New Delhi: Following the arrest of five activists from across three cities in a case related to the Bhima Koregaon violence earlier this year, over 35 civil rights organisations protested against the police action in the capital.
Prominent lawyer at the Nagpur high court Surendra Gadling; Shoma Sen, professor of English at Nagpur University; Sudhir Dhawale, Marathi poet and editor of Mumbai-based Vidrohi magazine; New Delhi-based Rona Wilson of a civil rights group called the Committee for Release of Political Prisoners (CRPP); and Mahesh Raut, an anti-displacement activist who has been recently supporting the people’s movement against indiscriminate mining in Surjagarh, Gadchiroli (Maharashtra), were arrested on June 6 in different cities as part of a joint police operation spearheaded by the Pune police.

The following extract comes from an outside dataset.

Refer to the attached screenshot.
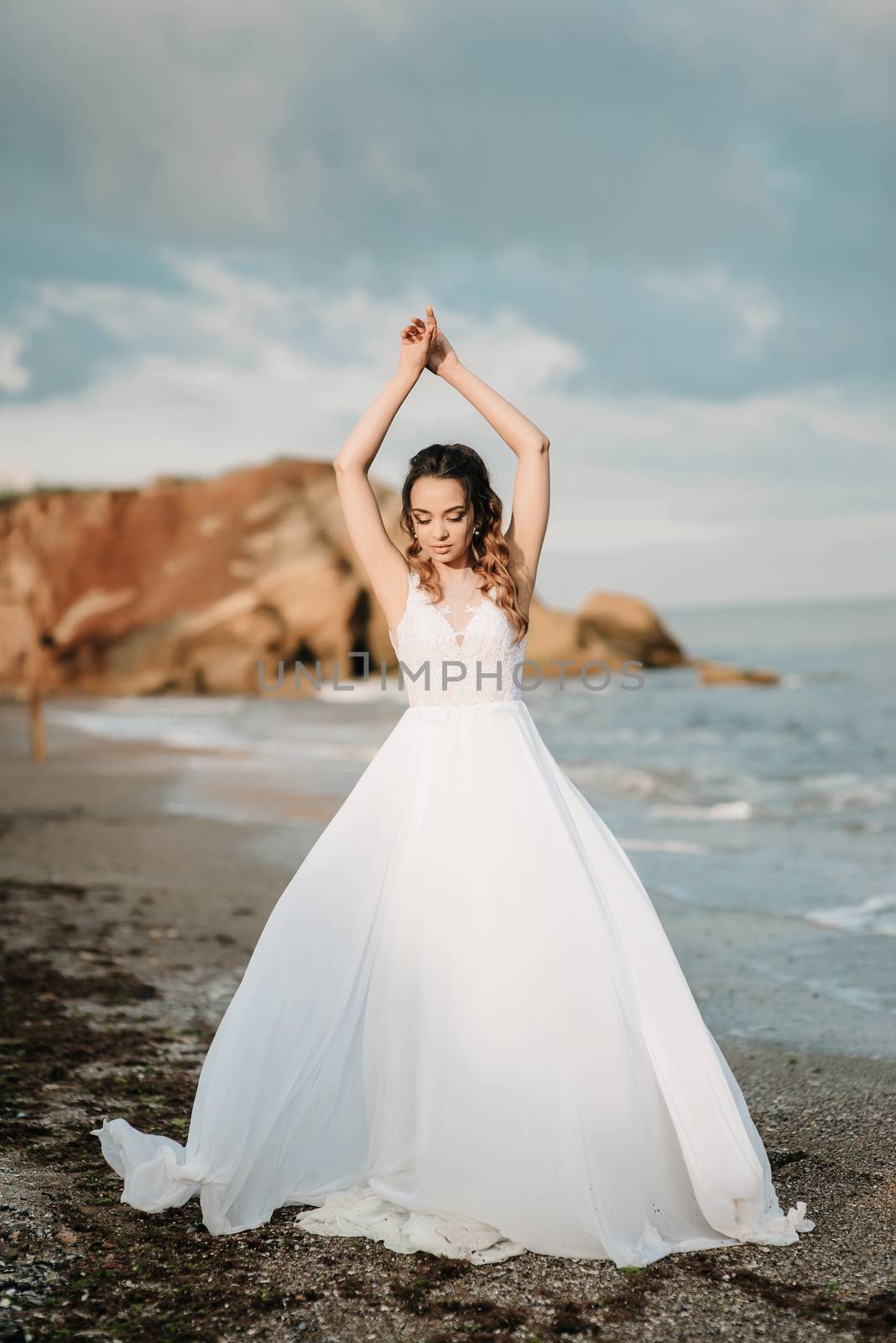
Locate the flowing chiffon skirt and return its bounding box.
[91,700,813,1267]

The police has claimed that the arrested people are “urban Naxals” and that Maoists were behind the Bhima Koregaon agitation in which one Dalit youth was killed and thousands were injured. The event had seen large participation of Dalit ideologues and civil rights activists.
However, the Indian Association of People’s Lawyers (IAPL), which led the Thursday protests, alleged that the joint police action against the five people was a direct assault on civil liberties and was intended to deflect attention from the cases against the two main accused – well-known Hindutva leaders Sambhaji Bhide and Milind Ekbote – in the case.
Speaking for the IAPL at a press conference, advocate Sudha Bharadwaj said, “Gadling, who is the general secretary of the IAPL, has experience of over 25 years in the field of criminal and civil litigation in the lower courts and high court of Maharashtra. He has been representing the most oppressed and marginalised in courts. He has been fighting the cases of people victimised in Khairlanji’s anti-Dalit violence, Ramabai Ambedkar Nagar police firing case and the Manorama Kamble murder case. Most recently, he was also representing Delhi university professor G.N. Saibaba (who was arrested for his alleged links with Maoists).”
Asserting that Gadling is a well-respected figure in Nagpur, Bharadwaj said that Gadling had also been appointed as a special public prosecutor by the state government in a sexual violence case.
“Apart from his role in the courts, advocate Gadling has been an important voice among the lawyers’ fraternity and activists to raise concerns of people from marginalised communities, and in defense of reservation, independence of judiciary and for democratic rights. He has been instrumental in organising mass awareness programmes and fact-finding missions in association with senior retired high court and Supreme Court judges,” a press release by IAPL said.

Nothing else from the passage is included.